🤖 AI Summary
This work addresses the degradation of generalization performance and decision boundary distortion caused by low-quality synthetic samples generated through oversampling under class imbalance. To this end, we propose a generator-agnostic filtering framework that formulates synthetic sample selection as a quality-driven optimization problem. Our approach innovatively integrates discriminator-based authenticity with utility derived from a concave margin function to construct a ranking criterion that monotonically tightens the generalization bound of margin classifiers. A λ-weighted mechanism enables controllable filtering of synthetic instances. Experimental results demonstrate that the proposed framework significantly improves F1-macro and recall on imbalanced datasets such as credit card fraud detection, while maintaining stable ROC-AUC performance; moreover, adjusting λ effectively restores AUPRC.
📝 Abstract
Class imbalance poses a fundamental challenge in risk-sensitive applications such as fraud detection and medical diagnosis, where minority-class samples are scarce yet critical for accurate classification. Existing oversampling methods generate synthetic samples to rebalance class distributions; however, they often produce large numbers of low-quality candidates that distort decision boundaries or introduce artifacts, leading to overfitting and degraded generalization.

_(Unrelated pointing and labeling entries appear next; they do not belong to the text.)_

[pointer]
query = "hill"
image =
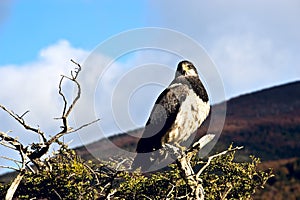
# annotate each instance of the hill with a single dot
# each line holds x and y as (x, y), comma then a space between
(266, 123)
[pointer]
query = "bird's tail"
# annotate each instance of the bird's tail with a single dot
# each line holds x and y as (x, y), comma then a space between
(142, 160)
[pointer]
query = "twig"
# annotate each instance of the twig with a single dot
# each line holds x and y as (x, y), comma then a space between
(9, 167)
(214, 156)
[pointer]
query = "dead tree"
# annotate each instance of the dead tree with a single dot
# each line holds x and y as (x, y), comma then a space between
(31, 154)
(192, 177)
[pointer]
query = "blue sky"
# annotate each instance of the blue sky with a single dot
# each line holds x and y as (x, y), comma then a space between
(254, 44)
(29, 26)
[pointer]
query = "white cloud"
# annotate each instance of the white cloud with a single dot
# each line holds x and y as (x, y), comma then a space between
(34, 86)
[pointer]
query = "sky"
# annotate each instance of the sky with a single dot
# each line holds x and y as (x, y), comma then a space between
(252, 45)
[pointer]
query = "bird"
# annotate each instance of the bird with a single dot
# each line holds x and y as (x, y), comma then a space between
(177, 113)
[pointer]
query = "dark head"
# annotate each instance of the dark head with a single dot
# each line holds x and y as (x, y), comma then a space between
(186, 68)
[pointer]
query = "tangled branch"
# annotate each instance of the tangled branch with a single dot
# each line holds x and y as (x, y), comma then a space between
(33, 153)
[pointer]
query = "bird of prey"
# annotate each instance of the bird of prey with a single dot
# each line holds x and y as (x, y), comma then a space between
(178, 112)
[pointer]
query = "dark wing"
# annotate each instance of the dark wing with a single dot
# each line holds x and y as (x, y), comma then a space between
(161, 119)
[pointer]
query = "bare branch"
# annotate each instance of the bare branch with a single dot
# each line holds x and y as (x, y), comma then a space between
(13, 187)
(214, 156)
(21, 120)
(9, 167)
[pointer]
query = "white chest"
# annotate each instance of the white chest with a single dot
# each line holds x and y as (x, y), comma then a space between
(191, 115)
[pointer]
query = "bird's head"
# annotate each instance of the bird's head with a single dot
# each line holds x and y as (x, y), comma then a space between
(186, 68)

In this work, we introduce RUBRIC, a generator-agnostic filtering framework that formulates synthetic sample selection as a quality-over-quantity optimization problem. RUBRIC ranks candidates using a realism-utility trade-off: realism is quantified by a learned discriminator that distinguishes real samples from synthetic samples, while utility captures proximity to the decision boundary through a concave margin-based scoring function. We show that, under mild regularity conditions, the proposed filtering strategy monotonically tightens the generalization bound for margin-based classifiers by jointly reducing distribution shift and suppressing near-negative tail contributions.
Through extensive experiments on credit-card fraud detection and other imbalanced benchmarks, we demonstrate that RUBRIC improves F1-macro and recall while maintaining comparable ROC-AUC across several generators. We also provide explicit lambda-sensitivity analysis to show how users can recover AUPRC when ranking quality is prioritized.